Dáil debates

Wednesday, 23 January 2013

Euro Area Loan Facility (Amendment) Bill 2013: Second Stage (Resumed)

 

12:30 pm

Photo of Éamon Ó CuívÉamon Ó Cuív (Galway West, Fianna Fail) | Oireachtas source

I will explain. That was the only risk to these preference shares. We were getting an interest rate of 10% on them. The Minister sold €1 billion worth of preference shares at par. He was getting 10% from the bank on the shares and borrowing at about 4%, so he had 6%, which is €60 million, of a gain every year from these shares. That would have paid for the reduction to the carer's allowance and left €30 million in change, and all the cuts by the Minister for Social Protection which caused all the rifts in the Government ranks need not have happened.


What did the Minister do? He sold the family silver, the money we put in at a very high coupon. His justification was that the sale proved people had faith in the Bank of Ireland. It did not show any confidence on the Minister's part in the Bank of Ireland because he was getting a fantastic return on his money. He was able to borrow at less than half the lending rate, yet he sold the goose that was laying golden eggs.

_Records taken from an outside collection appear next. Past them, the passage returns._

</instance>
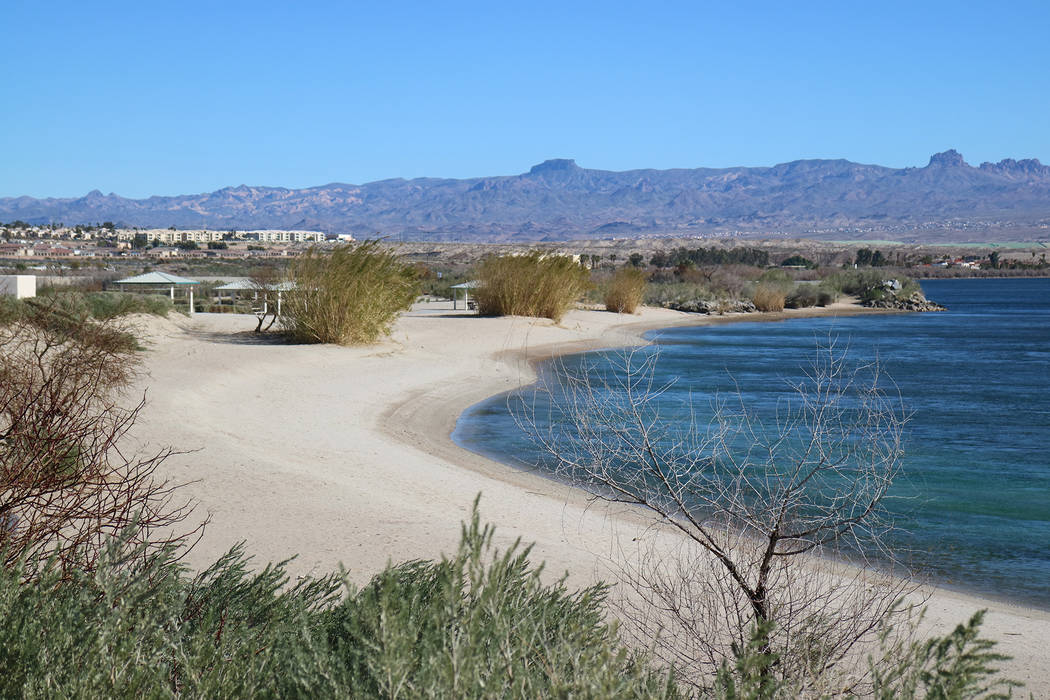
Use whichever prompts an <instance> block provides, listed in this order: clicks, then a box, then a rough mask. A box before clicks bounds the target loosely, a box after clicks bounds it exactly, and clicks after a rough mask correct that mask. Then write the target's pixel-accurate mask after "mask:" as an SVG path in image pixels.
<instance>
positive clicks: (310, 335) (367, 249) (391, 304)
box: [280, 240, 419, 345]
mask: <svg viewBox="0 0 1050 700" xmlns="http://www.w3.org/2000/svg"><path fill="white" fill-rule="evenodd" d="M290 275H291V281H292V285H291V289H289V290H288V291H287V292H285V293H283V295H285V298H283V306H282V314H281V317H280V323H281V327H282V328H283V330H285V331H286V332H287V333H288V334H289V336H290V337H291V338H292V339H293V340H295V341H297V342H306V343H335V344H338V345H356V344H362V343H372V342H375V341H376V340H378V339H379V338H380V337H381V336H384V335H386V334H388V333H390V330H391V325H392V324H393V323H394V320H395V319H396V318H397V315H398V314H399V313H400V312H402V311H406V310H407V309H408V307H411V306H412V302H413V301H415V299H416V297H417V296H418V293H419V281H418V280H417V278H416V274H415V272H414V271H413V270H412V268H409V267H408V266H406V264H404V263H402V262H401V261H400V260H399V259H398V258H397V256H396V255H395V254H394V253H393V252H391V251H386V250H382V249H380V248H379V243H378V241H375V240H366V241H363V242H361V243H359V245H356V246H341V247H339V248H336V249H334V250H333V251H331V252H323V251H321V250H319V249H317V248H311V249H310V250H309V251H307V252H306V253H304V254H302V255H300V256H299V257H298V258H296V259H295V261H294V262H293V263H292V267H291V269H290Z"/></svg>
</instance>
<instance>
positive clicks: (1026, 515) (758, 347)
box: [453, 279, 1050, 609]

Then he made an even more extraordinary statement:

The total value thus far of preference shares and CoCo investments was €7 billion. I wouldn’t be averse to selling the preference shares and contingent capital on par, if you take out what the taxpayer put in. We’re not trying to make a profit on that.
The Minister says he is not trying to make a profit on our investments. What kind of lula land are we living in?